The business world has sprung to the aid of disadvantaged schoolchildren who have been missing out on in-school meals since Covid-19 restrictions came into force.
Thousands of children attending schools in the Deis – or Delivering Equality of Opportunity in Schools – programme have been getting breakfast every morning in school, an important source of balanced nourishment for those with troubled family backgrounds.
Many more are helped by afterschool projects such as the Aisling Project in north Dublin which provides dinner and a stable environment for activities and homework.
But since social distancing was introduced in response to coronavirus and families are asked to stay at home, the delivery of balanced nutrition and other supports has become extremely problematic.
While schools remain closed the Government has provided funds for basic food packages to replace the normal school meals. But the packages do not contain fruit or vegetables and as such do not compensate in terms of nutritional value for the loss of school meals, according to those involved with Good Grub.
In the last two weeks however, food wholesaler Begleys donated five tonnes of fresh vegetables to Dublin businessman Denis O’Reilly, so that he and his family could prepare food packages and deliver them to 1,000 families in Dublin’s disadvantaged communities.

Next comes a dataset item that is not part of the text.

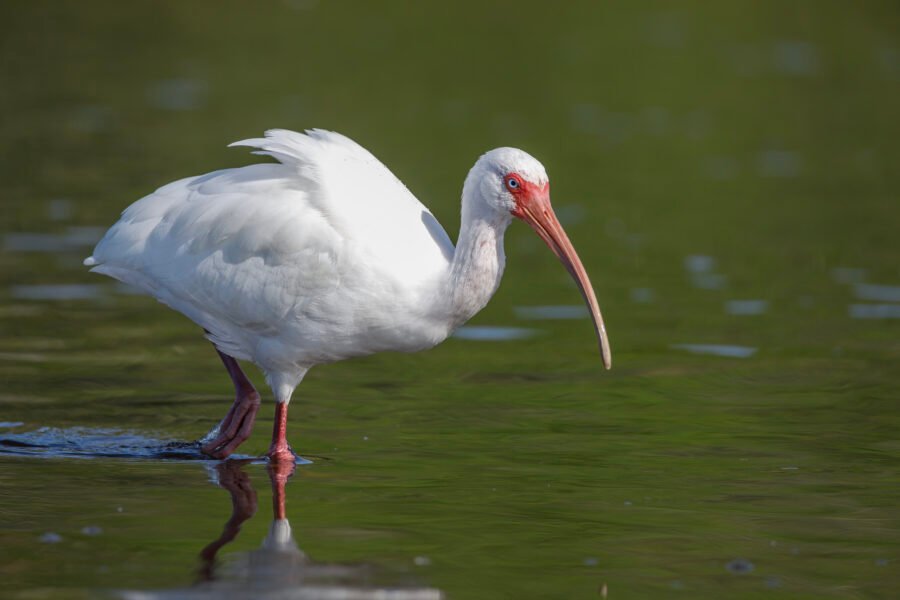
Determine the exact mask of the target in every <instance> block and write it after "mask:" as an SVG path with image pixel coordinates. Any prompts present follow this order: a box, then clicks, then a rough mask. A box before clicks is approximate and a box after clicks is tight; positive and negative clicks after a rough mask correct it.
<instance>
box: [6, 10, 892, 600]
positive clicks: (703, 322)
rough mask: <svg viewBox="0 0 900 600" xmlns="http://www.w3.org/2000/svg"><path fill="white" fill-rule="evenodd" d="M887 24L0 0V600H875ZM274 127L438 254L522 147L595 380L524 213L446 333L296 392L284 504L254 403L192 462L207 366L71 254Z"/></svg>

The scheme then “grew legs” according to Mr O’Reilly who called his initiative Good Grub. He plans to deliver at least 25,000 fruit and vegetable parcels between now and when children return to school, working with his supply partner Glanmore Foods.
Among the backers of Good Grub is Michelin-starred chef Ross Lewis from Dublin’s Chapter One Restaurant and his daughter Sheana , who have made videos on how to prepare and cook simple meals using the fruit and vegetables that the families are getting.
The videos will be put online on schools’ websites and hard copy instructions will be put in fruit and vegetable packs by Glanmore Foods, which will deliver the packs to schools for onward delivery to families in each area.
Good Grub set up an online Go Fund Me page and in the first four days breached its target of €100,000. The target has now been extended to €250,000 and the backers are inviting all businesses to get involved or to make a donation online.
Already several thousand fruit and vegetable parcels have been delivered to homes where children attend Deis schools and the past weekend saw members of the Aisling project, teachers from the Virgin Mary boys and girls national schools in Ballymun and supporters of Good Grub prepare parcels for deliveries in the Ballymun area of north Dublin.
“It is not so easy to do this while socially distancing but it can be done” Mr O’Reilly said.
"We're appealing to companies in particular with corporate social responsibilities budgets and resources to please dig deep and give something towards the Good Grub initiative," he added. Donations can be made at www.GoodGrub.ie and tax relief can be obtained on corporate donations if they are made through the Aisling Project, see aisling.ie for details.